1.7 KiB

Parse a log file with Python

As with my other Python exercises, I demonstrate this in an executable Python file, but these commands can just as easily be run from a REPL.

This demonstrates a simple log parser that will count any failures of the pam_unix.so PAM authentication module, which are the failures listed in the given log file. I decided to additionally track the number of failures per remote host, as that can be extremely valuable when investigating authentication failures on SSH servers.

As stated in the large comment in the middle of the script, this check only works for some authentication setups. As I noted above, the log file given has authentication errors produced by PAM, however, in my experience the default setup for SSH is to use its built-in password authentication mechanisms rather than the "keyboard-interactive" mode that passes authentication to PAM. The SSH password auth failure logs are formatted differently, and this script will not count them.

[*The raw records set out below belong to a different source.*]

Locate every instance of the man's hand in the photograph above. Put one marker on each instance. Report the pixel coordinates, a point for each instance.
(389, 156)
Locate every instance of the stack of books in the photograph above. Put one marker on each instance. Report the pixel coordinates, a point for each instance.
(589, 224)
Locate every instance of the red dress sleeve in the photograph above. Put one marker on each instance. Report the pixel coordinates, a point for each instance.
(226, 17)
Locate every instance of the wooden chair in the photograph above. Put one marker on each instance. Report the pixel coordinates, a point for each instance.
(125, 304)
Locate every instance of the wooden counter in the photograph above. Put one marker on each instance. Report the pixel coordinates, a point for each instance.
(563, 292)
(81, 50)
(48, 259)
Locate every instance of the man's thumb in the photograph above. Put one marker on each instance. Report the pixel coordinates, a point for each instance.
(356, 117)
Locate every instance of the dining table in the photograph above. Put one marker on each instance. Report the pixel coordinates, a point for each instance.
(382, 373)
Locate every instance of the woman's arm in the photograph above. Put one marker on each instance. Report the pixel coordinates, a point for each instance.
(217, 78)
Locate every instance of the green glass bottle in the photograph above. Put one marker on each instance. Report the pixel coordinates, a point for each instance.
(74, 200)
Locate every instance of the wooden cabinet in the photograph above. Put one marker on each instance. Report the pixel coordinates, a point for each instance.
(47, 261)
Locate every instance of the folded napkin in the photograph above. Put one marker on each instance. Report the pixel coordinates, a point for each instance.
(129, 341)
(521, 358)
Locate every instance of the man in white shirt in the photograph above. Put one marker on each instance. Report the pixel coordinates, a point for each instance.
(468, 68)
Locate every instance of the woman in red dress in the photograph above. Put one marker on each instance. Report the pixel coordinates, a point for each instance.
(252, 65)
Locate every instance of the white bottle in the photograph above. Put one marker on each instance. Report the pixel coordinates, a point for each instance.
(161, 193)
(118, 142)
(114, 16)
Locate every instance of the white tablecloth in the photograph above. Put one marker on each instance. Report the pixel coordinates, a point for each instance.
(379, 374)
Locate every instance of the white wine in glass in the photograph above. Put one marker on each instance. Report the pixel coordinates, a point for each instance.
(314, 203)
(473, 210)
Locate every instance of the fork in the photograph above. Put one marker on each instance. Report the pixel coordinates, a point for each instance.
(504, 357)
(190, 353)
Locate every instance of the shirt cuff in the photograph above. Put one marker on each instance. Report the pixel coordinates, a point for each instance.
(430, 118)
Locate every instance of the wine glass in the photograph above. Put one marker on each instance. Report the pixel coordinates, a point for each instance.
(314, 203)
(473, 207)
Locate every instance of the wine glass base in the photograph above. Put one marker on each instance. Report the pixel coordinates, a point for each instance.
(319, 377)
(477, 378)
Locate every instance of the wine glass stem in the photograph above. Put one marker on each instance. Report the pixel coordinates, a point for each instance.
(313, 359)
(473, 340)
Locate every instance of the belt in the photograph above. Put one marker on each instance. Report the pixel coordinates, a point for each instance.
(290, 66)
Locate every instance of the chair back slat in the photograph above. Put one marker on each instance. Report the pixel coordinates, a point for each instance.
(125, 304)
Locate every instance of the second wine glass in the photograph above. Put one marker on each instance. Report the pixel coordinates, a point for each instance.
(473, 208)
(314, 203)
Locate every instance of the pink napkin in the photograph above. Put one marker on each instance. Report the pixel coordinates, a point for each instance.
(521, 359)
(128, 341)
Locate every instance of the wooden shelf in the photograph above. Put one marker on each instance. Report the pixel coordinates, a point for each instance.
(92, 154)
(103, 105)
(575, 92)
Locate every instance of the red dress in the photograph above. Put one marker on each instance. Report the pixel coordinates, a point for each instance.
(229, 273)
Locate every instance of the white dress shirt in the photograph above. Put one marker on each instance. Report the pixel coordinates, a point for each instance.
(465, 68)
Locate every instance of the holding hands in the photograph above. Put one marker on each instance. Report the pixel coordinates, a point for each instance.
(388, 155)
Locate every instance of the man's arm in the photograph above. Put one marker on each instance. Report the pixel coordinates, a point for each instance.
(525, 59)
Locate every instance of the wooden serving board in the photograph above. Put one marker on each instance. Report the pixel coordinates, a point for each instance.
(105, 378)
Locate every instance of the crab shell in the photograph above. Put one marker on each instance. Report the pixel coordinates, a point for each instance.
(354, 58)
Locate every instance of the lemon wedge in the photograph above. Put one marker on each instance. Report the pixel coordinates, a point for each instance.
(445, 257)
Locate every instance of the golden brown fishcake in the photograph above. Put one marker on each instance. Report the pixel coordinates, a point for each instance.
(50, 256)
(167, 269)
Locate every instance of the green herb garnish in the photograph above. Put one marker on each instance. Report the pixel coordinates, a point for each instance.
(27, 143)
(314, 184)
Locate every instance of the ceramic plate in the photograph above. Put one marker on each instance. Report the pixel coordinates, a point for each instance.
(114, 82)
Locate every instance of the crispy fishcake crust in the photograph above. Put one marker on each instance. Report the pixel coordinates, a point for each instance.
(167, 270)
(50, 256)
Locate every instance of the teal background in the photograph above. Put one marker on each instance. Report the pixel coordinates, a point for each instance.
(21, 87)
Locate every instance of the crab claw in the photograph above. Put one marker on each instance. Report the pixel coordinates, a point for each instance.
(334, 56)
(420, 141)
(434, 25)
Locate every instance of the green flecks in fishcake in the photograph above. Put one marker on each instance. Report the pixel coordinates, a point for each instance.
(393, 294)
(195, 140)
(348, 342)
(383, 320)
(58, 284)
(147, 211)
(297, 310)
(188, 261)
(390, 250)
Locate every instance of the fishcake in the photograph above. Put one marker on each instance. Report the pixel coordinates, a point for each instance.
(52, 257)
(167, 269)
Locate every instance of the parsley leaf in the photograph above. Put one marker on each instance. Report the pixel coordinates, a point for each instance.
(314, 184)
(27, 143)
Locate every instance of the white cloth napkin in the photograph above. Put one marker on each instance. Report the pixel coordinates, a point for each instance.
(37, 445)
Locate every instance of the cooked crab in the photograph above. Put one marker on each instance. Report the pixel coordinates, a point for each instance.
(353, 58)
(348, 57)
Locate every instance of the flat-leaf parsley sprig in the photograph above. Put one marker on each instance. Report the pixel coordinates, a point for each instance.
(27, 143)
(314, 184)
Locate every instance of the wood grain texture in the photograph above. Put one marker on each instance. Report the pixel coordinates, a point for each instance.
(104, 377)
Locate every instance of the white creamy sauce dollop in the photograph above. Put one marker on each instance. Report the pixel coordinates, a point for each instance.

Additionally, if the PAM configuration is different from the default (such as 2-factor authentication, or LDAP bind authentication), the failure may not originate from pam_unix.so. It may not even originate from the authentication stack in PAM, as is the case for many Linux LDAP implementations that allow any user in the database to resolve and authenticate, implementeing access control in the PAM "account" stack instead.

Finally, it will never report a failed authentication if the client only offers an SSH key and that fails. This is never indicated in the given log, and the odds of encountering that in the wild are low, but it is worth keeping in mind.

In other words, this script works for the logs given, but will need to be modified depending on the system it is parsing logs for.